Review: Howl’s Moving Castle premiere with cast
The premier of HOWL’S MOVING CASTLE, shown in the English-dubbed version at El Capitan Theatre on Thursday, June 9, 2005, was a rousing experience for fans of animation master Hayao Miyazaki. Unfortunately, the Japanese writer-director was not on the panel discussing the film before the screening, but there was some informative and amusing commentary from moderator Charles Solomon (an animation expert), actresses Jean Simmons and Emily Mortimer, the screenwriting team of Cindy and Donald Hewitt (who provided the English-language dialogue), and a handful of Disney-Pixar people who supervised the dubbing of the film for American audiences.
Some of the interesting tidbits:
The lead character of Sophie, a young woman who is turned into a ninety-year-old crone by a witch’s curse, was voiced by a single actress in the Japanese version, but the American audio track splits the character into “young” and “old” voices, the first by Mortimer, the second by veteran actress Simmons. Simmons was chosen because she could convey not just a mature-sounding voice but a sense of youthful vigor masked by visible age. Mortimer was selected because she could sound like a younger version of Simmons (specifically, the filmmakers listened to Simmons’ old films like SPARTACUS).
The role of the Witch of the Waste was given to Lauren Bacall (whose career stretches all the way back to classic 1940s films like TO HAVE AND HAVE NOT). The filmmakers were worried that the actress, once an icon of glamour, would be insulted by the choice of character, warning her, “This character is a bit despicable.” Bacall’s response: “Darling, I was born to play despicable!”

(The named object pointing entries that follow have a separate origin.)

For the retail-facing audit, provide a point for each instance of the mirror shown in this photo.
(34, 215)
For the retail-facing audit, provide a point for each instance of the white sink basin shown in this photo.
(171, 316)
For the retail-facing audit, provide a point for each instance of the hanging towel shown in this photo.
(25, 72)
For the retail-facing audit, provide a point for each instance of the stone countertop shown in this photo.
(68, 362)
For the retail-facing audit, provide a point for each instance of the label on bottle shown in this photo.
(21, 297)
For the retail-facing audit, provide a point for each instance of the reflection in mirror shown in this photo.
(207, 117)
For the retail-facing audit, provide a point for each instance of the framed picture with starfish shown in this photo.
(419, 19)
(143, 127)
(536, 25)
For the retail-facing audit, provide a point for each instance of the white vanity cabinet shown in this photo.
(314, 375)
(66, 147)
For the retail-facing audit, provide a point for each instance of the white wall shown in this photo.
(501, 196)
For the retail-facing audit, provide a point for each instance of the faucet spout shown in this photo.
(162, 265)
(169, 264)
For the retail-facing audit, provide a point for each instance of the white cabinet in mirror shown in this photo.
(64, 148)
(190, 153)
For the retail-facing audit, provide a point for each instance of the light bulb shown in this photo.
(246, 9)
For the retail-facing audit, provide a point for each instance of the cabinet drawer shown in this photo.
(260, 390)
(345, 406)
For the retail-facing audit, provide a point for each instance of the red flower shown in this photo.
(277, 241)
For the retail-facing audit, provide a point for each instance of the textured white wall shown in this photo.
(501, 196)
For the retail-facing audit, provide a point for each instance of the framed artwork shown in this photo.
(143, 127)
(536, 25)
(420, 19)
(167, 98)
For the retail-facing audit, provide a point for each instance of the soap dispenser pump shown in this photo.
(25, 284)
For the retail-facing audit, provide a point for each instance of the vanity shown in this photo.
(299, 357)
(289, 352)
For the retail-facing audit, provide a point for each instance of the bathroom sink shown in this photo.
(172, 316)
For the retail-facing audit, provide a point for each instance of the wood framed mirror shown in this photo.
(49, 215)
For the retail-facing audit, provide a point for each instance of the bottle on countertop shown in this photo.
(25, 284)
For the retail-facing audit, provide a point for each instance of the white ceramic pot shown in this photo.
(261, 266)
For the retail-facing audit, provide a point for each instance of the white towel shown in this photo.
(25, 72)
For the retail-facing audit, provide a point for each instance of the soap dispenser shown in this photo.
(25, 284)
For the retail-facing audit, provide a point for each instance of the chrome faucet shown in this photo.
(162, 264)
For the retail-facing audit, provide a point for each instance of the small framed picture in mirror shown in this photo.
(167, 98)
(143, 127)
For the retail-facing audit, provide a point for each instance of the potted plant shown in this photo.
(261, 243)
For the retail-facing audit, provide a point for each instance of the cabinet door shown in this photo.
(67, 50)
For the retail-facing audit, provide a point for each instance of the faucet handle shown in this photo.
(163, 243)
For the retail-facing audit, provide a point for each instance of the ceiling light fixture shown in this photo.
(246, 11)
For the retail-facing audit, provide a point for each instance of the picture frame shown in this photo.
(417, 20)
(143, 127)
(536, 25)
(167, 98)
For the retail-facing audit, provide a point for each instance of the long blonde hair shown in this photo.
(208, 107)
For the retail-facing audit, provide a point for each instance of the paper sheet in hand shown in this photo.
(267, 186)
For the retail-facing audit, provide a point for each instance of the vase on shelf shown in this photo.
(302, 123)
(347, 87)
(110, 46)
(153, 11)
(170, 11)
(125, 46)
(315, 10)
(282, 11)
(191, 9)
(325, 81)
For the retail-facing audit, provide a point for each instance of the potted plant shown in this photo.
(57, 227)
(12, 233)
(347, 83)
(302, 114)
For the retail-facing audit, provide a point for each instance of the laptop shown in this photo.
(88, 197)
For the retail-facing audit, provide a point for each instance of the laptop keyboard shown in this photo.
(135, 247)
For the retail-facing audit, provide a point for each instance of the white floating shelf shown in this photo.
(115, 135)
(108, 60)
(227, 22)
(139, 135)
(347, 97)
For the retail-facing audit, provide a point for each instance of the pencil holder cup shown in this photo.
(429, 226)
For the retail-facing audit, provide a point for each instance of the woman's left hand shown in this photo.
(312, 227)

Christian Bale landed the role of the ambivalent wizard Howl after his agent supplied a voice clip of the actor from BATMAN BEGINS. The casting is appropriate, since Howl (like Bruce Wayne) leads a bit of a double-life, turning into a winged bird-like monster at night.
After completing the dub, the film was screened in New York, with Miyazaki in attendance. To the surprise of the American filmmakers, Miyazaki sat through the dubbed version (he has a reputation for walking out in the past). Afterwards, the Americans asked Miyazaki’s translator to inquire whether he had liked the film. She warned them not to ask unless they wanted to hear the truth “because he’ll tell you, so if you don’t want to know, don’t ask.” The Americans asked; the translator translated; Miyazaki bowed and told them “good job.”
Jean Simmons called the dubbing process a “learning experience.” Unlike American animation, which records voices first and then animates the characters to match, Japanese anime is filmed first and dubbed later. (Perhaps jokingly, Miyazaki told the American dubbers that he uses this method so that he has complete control over how the actors read their lines). The trick, of course, is to get in character while standing in a sound booth watching through a window as the film unspools on a screen in a black room next door.
Under the circumstances, dialogue is difficult enough; almost as tricky is conveying the inarticulate part of the performance — for example, the strain Old Sophie endures when climbing a mountain of stairs while hauling an asthmatic dog along with her. “I never huffed and puffed so much in my life!” said Simmons.
Mortimer agreed, laughing, “It was almost like making a porn film — there was so much gasping and panting!”
By this time, the children in the audience were getting a bit antsy for the beginning of the film. Not surprisingly, in a city as diverse as Los Angeles, this Japanese family-oriented film attracted a fair number of Asian-Americans with young children. (The little boy a few seats down from me was a dead ringer for Toshio from THE GRUDGE; I kept looking around for his ghostly mother Kayako to materialize – the anticipation of which lent the screening an edge it might not otherwise have had.)
The film that unreeled was fairly typical Miyazaki, in all its strengths and weaknesses: it’s beautiful and filled with numerous heart-felt story elements and themes (about greed, cowardice, war, etc), but as is often the case, how these elements connect on a plot level is not as important as how beautifully they are rendered on screen. The film is filled with amusing characters and bizarre images (like a legless scarecrow hopping about on its wooden post), but you’d be hard-pressed to explain the logic of the film’s happy ending (at least three curses are lifted in the last few minutes, but the details of how this is achieved are glossed over).
Ultimately, the film is not as impressive as Miyazaki’s ambitious PRINCESS MONONOKE, but it captures the pastoral beauty and charm that we have come to expect from the creator of LAPUTA: CASTLE IN THE SKY and MY NEIGHBOR TOTORO. That’s more than enough to make it worth seeing.